[lldb-dev] LLDB Evolution - Final Form

Greg Clayton via lldb-dev lldb-dev at lists.llvm.org
Mon Sep 19 14:37:54 PDT 2016


> On Sep 19, 2016, at 2:24 PM, Zachary Turner <zturner at google.com> wrote:
> 
> 
> 
> On Mon, Sep 19, 2016 at 2:02 PM Greg Clayton <gclayton at apple.com> wrote:
> 
> > On Sep 19, 2016, at 1:18 PM, Zachary Turner via lldb-dev <lldb-dev at lists.llvm.org> wrote:
> >
> > Following up with Kate's post from a few weeks ago, I think the dust has settled on the code reformat and it went over pretty smoothly for the most part.  So I thought it might be worth throwing out some ideas for where we go from here.  I have a large list of ideas (more ideas than time, sadly) that I've been collecting over the past few weeks, so I figured I would throw them out in the open for discussion.
> >
> > I’ve grouped the areas for improvement into 3 high level categories.
> >
> >       • De-inventing the wheel - We should use more code from LLVM, and delete code in LLDB where LLVM provides a solution.  In cases where there is an LLVM thing that is *similar* to what we need, we should extend the LLVM thing to support what we need, and then use it.  Following are some areas I've identified.  This list is by no means complete.  For each one, I've given a personal assessment of how likely it is to cause some (temporary) hiccups, how much it would help us in the long run, and how difficult it would be to do.  Without further ado:
> >               • Use llvm::Regex instead of lldb::Regex
> >                       • llvm::Regex doesn’t support enhanced mode.  Could we add support for this to llvm::Regex?
> >                       • Risk: 6
> >                       • Impact: 3
> >                       • Difficulty / Effort: 3  (5 if we have to add enhanced mode support)
> 
> As long as it supports all of the features, then this is fine. Otherwise we will need to modify the regular expressions to work with the LLVM version or back port any advances regex features we need into the LLVM regex parser.
> 
> >               • Use llvm streams instead of lldb::StreamString
> >                       • Supports output re-targeting (stderr, stdout, std::string, etc), printf style formatting, and type-safe streaming operators.
> >                       • Interoperates nicely with many existing llvm utility classes
> >                       • Risk: 4
> >                       • Impact: 5
> >                       • Difficulty / Effort: 7
> 
> I have worked extensively with both C++ streams and with printf. I don't find the type safe streaming operators to be readable and a great way to place things into streams. Part of my objection to this will be quelled if the LLVM streams are not stateful like C++ streams are (add an extra "std::hex" into the stream and suddenly other things down stream start coming out in hex). As long as printf functionality is in the LLVM streams I am ok with it.
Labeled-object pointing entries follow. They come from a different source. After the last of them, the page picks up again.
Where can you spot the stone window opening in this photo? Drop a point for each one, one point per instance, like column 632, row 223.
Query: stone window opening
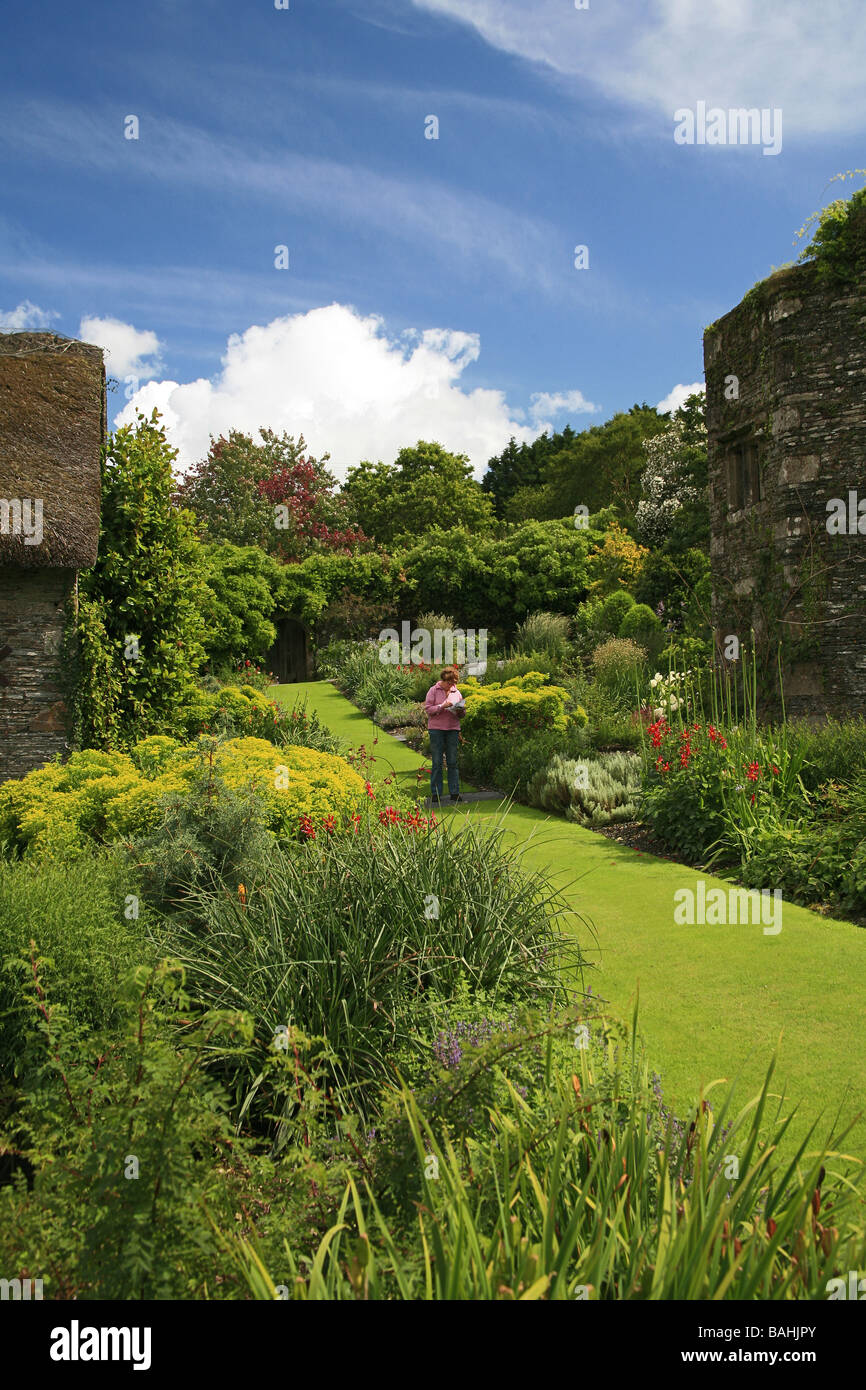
column 744, row 487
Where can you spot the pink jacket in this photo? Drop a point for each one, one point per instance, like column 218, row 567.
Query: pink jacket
column 441, row 712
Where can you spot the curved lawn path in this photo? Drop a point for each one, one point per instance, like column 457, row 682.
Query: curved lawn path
column 713, row 1000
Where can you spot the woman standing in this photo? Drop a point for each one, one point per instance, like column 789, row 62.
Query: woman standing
column 445, row 709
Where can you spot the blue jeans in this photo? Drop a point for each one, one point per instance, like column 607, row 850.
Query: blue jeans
column 444, row 741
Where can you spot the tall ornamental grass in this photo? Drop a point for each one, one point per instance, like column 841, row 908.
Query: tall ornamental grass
column 352, row 937
column 569, row 1196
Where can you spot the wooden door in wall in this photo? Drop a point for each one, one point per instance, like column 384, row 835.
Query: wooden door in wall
column 288, row 658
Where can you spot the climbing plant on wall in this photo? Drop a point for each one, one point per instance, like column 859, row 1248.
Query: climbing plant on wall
column 139, row 616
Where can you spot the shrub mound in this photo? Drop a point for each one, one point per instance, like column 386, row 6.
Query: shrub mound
column 60, row 809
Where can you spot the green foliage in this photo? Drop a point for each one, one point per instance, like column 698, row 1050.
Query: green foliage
column 60, row 811
column 210, row 834
column 838, row 241
column 235, row 489
column 139, row 617
column 495, row 583
column 641, row 626
column 426, row 487
column 818, row 859
column 515, row 666
column 129, row 1129
column 679, row 585
column 350, row 937
column 588, row 1189
column 595, row 469
column 598, row 791
column 524, row 704
column 830, row 751
column 673, row 512
column 401, row 716
column 599, row 619
column 238, row 603
column 495, row 758
column 384, row 684
column 617, row 665
column 243, row 710
column 88, row 923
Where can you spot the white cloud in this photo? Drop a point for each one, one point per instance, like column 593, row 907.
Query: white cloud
column 679, row 395
column 345, row 384
column 27, row 317
column 662, row 54
column 129, row 352
column 555, row 403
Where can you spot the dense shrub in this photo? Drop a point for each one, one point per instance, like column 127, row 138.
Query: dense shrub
column 598, row 791
column 524, row 704
column 360, row 660
column 585, row 1187
column 238, row 603
column 709, row 790
column 496, row 758
column 349, row 940
column 61, row 809
column 85, row 919
column 641, row 624
column 143, row 598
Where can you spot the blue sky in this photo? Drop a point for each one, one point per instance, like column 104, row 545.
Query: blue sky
column 431, row 287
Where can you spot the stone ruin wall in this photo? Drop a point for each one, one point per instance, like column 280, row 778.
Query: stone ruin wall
column 34, row 608
column 797, row 348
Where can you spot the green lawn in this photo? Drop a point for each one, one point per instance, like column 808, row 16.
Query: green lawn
column 713, row 1001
> I agree with you on the streams for the most part.  llvm streams do not use stateful manipulators, although they do have stateless manipulators.  For example, you can write:
> 
> stream << llvm::format_hex(n);
> 
> and that would print n as hex, but it wouldn't affect the printing of subsequent items.  You also still get printf style formatting by using the llvm::format stateless manipulator.  Like this:
> 
> stream << llvm::format("%0.4f", myfloat)
>  
> 
> >               • Use llvm::Error instead of lldb::Error
> >                       • llvm::Error is an error class that *requires* you to check whether it succeeded or it will assert.  In a way, it's similar to a C++ exception, except that it doesn't come with the performance hit associated with exceptions.  It's extensible, and can be easily extended to support the various ways LLDB needs to construct errors and error messages.
> >                       • Would need to first rename lldb::Error to LLDBError so that te conversion from LLDBError to llvm::Error could be done incrementally.
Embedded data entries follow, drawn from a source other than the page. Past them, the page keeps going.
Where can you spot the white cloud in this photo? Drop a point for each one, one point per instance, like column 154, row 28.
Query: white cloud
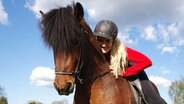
column 42, row 76
column 160, row 21
column 160, row 81
column 3, row 14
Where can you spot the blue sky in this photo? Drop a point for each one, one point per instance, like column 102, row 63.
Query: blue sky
column 153, row 27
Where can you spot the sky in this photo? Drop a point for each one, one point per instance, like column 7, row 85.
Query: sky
column 153, row 27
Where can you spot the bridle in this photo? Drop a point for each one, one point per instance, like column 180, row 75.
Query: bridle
column 80, row 65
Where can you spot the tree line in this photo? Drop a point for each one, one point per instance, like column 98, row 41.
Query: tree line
column 176, row 92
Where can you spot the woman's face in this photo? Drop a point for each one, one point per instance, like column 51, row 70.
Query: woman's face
column 105, row 44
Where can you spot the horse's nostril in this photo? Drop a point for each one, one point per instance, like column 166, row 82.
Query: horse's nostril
column 68, row 86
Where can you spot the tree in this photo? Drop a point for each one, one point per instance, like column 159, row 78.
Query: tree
column 3, row 99
column 60, row 102
column 176, row 91
column 34, row 102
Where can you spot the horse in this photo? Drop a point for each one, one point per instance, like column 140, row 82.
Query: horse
column 79, row 62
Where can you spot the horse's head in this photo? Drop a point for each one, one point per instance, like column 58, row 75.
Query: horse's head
column 63, row 30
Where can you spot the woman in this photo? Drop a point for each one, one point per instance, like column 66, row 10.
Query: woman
column 125, row 61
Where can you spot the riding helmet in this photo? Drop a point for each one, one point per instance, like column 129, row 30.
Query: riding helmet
column 106, row 29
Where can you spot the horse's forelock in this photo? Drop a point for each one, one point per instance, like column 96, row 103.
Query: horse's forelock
column 60, row 28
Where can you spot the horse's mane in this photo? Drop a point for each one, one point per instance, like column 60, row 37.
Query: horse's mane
column 57, row 25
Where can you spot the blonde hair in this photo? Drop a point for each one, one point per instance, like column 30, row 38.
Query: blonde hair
column 118, row 60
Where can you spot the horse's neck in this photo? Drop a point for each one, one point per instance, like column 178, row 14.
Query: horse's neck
column 95, row 63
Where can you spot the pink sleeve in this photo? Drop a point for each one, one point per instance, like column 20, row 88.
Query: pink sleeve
column 140, row 62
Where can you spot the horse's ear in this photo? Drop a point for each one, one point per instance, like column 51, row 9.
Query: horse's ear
column 42, row 13
column 78, row 11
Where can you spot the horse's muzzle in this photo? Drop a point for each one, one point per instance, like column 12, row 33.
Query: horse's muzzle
column 68, row 89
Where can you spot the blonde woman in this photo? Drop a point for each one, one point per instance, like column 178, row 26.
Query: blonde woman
column 125, row 61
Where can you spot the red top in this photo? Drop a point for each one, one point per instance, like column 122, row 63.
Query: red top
column 139, row 60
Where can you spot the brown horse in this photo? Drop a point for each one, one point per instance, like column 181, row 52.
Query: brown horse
column 79, row 61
> >                       • Risk: 7
> >                       • Impact: 7
> >                       • Difficulty / Effort: 8
> 
> We must be very careful here. Nothing can crash LLDB and adding something that will be known to crash in some cases can only be changed if there is a test that can guarantee that it won't crash. assert() calls in a shared library like LLDB are not OK and shouldn't fire. Even if they do, when asserts are off, then it shouldn't crash LLDB. We have made efforts to only use asserts in LLDB for things that really can't happen, but for things like constructing a StringRef with NULL is one example of why I don't want to use certain classes in LLVM. If we can remove the crash threat, then lets use them. But many people firmly believe that asserts belong in llvm and clang code and I don't agree. Also many asserts are in header files so even if you build llvm and clang with asserts off, but then build our project that uses LLVM with asserts on, you get LLVM and clang asserts when you don't want them.
> We can probably add something to llvm::Error to make it not assert but to do something else instead.  Something that would be up to the person raising the error, so we could say that all lldb errors wouldn't cause a problem.
> 
> As an aside, have you guys ever talked about the idea of using out of process isolation so it doesn't bring down all of xcode when it crashes?  Obviously it's a ton of work, but it would solve these kidns of problems.
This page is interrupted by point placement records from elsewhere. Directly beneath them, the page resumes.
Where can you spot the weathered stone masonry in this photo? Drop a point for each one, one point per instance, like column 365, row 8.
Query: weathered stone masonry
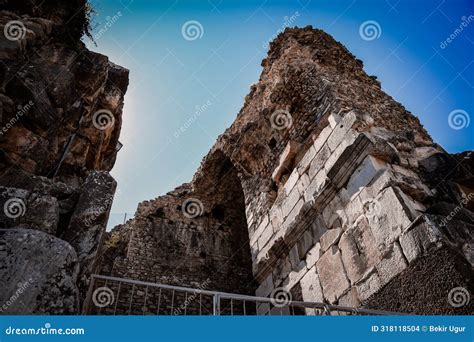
column 324, row 185
column 55, row 189
column 345, row 196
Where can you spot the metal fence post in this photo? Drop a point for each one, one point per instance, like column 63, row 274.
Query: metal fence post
column 216, row 305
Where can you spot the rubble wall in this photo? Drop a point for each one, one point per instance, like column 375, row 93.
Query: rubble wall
column 345, row 193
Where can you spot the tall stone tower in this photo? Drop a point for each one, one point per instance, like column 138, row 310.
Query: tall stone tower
column 323, row 186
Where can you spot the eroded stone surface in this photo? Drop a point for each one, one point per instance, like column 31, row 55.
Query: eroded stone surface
column 38, row 272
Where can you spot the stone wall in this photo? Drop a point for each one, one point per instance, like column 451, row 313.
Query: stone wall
column 60, row 119
column 345, row 195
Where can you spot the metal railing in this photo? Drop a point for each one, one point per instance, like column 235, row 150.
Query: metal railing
column 117, row 296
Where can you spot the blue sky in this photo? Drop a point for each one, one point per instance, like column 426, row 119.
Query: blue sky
column 203, row 81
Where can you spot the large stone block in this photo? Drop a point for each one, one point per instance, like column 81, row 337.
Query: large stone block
column 313, row 255
column 89, row 220
column 311, row 290
column 364, row 174
column 38, row 273
column 303, row 165
column 25, row 209
column 416, row 240
column 286, row 160
column 290, row 202
column 266, row 235
column 261, row 227
column 359, row 250
column 392, row 263
column 368, row 286
column 330, row 238
column 266, row 287
column 295, row 276
column 387, row 217
column 319, row 161
column 322, row 137
column 332, row 275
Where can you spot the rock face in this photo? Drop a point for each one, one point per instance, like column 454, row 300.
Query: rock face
column 38, row 272
column 323, row 186
column 60, row 119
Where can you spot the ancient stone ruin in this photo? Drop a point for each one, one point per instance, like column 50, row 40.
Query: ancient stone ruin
column 324, row 186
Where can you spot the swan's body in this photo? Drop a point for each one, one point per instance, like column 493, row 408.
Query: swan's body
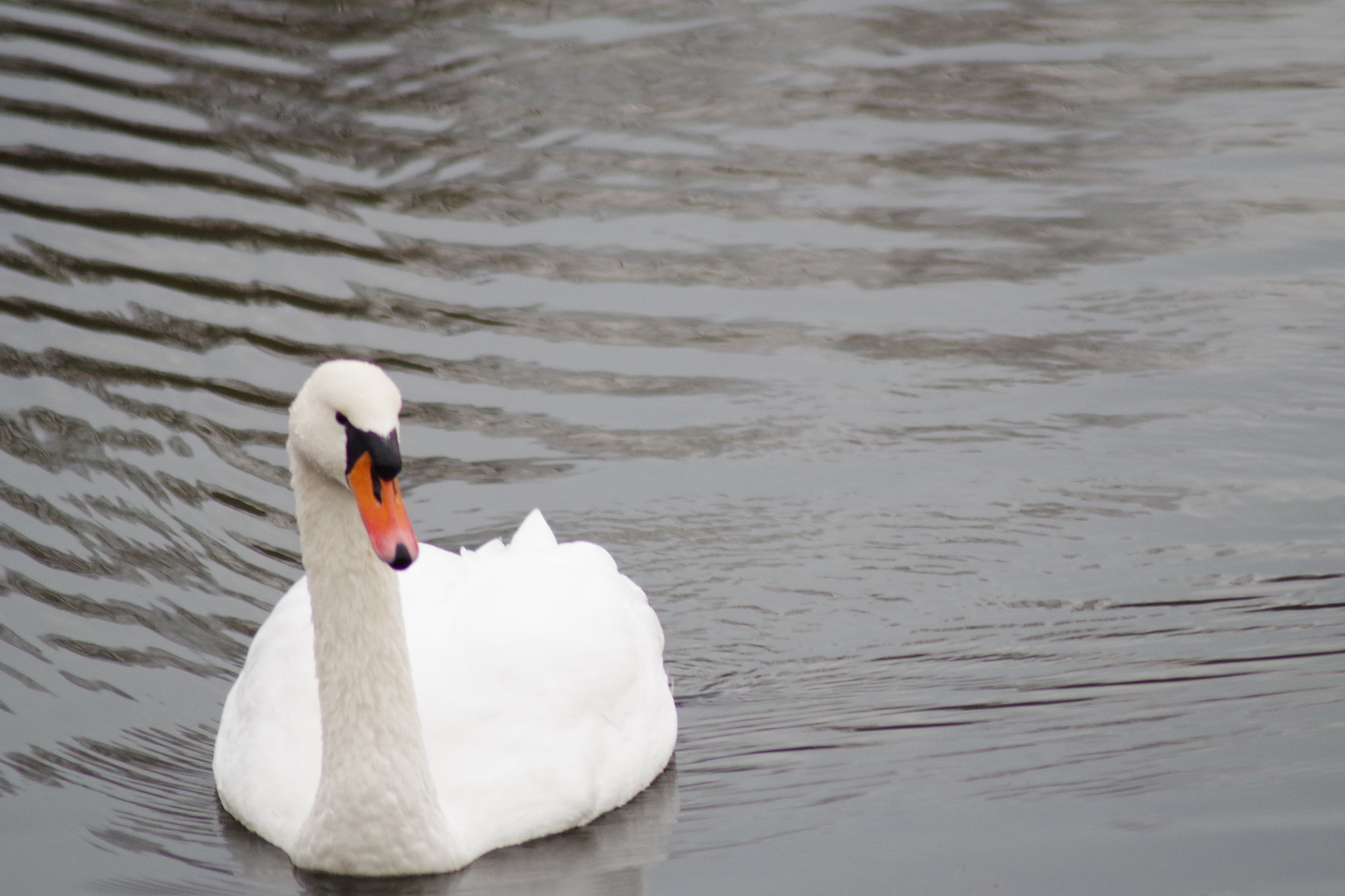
column 466, row 703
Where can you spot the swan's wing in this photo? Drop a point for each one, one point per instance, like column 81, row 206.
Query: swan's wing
column 542, row 692
column 268, row 753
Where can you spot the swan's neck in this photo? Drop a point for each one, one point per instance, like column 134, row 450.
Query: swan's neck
column 377, row 812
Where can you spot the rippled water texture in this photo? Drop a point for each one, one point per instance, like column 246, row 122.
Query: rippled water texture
column 962, row 381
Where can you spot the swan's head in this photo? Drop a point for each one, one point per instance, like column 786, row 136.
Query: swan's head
column 343, row 423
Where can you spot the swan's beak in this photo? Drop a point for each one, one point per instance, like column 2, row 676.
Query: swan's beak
column 385, row 516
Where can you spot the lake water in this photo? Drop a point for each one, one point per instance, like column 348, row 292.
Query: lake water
column 962, row 381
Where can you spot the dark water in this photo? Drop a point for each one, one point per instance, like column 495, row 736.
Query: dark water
column 962, row 381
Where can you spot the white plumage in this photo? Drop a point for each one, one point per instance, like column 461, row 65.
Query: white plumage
column 539, row 684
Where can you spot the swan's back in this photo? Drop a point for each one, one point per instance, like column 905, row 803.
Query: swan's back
column 539, row 677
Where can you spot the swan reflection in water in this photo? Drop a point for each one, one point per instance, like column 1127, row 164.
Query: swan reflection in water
column 606, row 856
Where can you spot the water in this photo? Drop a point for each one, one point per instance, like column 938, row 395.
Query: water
column 961, row 381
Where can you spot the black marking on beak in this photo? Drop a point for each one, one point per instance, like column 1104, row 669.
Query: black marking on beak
column 384, row 452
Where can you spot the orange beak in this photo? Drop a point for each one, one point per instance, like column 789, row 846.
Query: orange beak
column 384, row 513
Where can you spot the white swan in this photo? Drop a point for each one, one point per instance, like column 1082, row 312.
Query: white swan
column 466, row 703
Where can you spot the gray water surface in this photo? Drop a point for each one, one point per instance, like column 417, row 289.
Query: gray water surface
column 962, row 381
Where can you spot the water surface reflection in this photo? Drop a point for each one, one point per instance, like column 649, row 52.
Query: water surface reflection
column 961, row 381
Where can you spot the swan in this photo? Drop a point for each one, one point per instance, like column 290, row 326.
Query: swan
column 405, row 710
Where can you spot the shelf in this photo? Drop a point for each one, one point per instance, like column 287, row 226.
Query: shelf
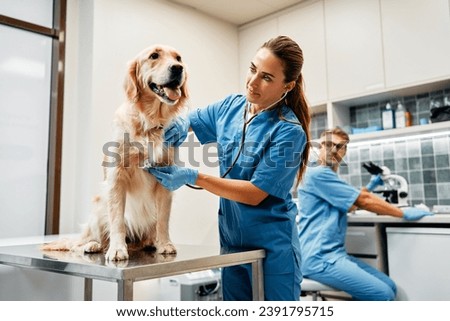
column 401, row 132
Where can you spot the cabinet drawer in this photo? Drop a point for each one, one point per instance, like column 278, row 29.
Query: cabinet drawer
column 361, row 240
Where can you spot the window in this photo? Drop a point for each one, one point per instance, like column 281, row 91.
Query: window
column 31, row 104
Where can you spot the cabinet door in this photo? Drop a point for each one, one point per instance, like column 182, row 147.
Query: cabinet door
column 354, row 47
column 416, row 36
column 306, row 26
column 418, row 262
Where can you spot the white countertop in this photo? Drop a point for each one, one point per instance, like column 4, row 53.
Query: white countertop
column 362, row 216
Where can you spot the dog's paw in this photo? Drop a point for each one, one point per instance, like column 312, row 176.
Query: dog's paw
column 92, row 247
column 167, row 248
column 114, row 254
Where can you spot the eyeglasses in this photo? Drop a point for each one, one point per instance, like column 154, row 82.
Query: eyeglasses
column 330, row 145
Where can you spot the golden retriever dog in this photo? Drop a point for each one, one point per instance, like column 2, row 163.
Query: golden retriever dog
column 133, row 209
Yep. Xcode 8 does this just for this reason. More details on that later.

> 
> >               • StringRef instead of const char *, len everywhere
> >                       • Can do most common string operations in a way that is guaranteed to be safe.
> >                       • Reduces string manipulation algorithm complexity by an order of magnitude.
> >                       • Can potentially eliminate tens of thousands of string copies across the codebase.
> >                       • Simplifies code.
> >                       • Risk: 3
> >                       • Impact: 8
> >                       • Difficulty / Effort: 7
> 
> I don't think StringRef needs to be used everywhere, but it many places it does make sense. For example our public API should not contain any LLVM classes in the API. "const char *" is a fine parameter for public functions. I really hate the fact that constructing llvm::StringRef with NULL causes an assertion. Many people don't know that and don't take that into account when making their changes. I would love to see the assertion taken out to tell you the truth. That would make me feel better about using StringRef in many more places within LLDB as we shouldn't ever crash due to this. I would expect most internal APIs are safe to move to llvm::StringRef, but we will need to make sure none of these require a null terminated string which would cause us to have to call "str.str().c_str()". So internally, yes we can cut over to more use of StringRef. But the public API can't be changed.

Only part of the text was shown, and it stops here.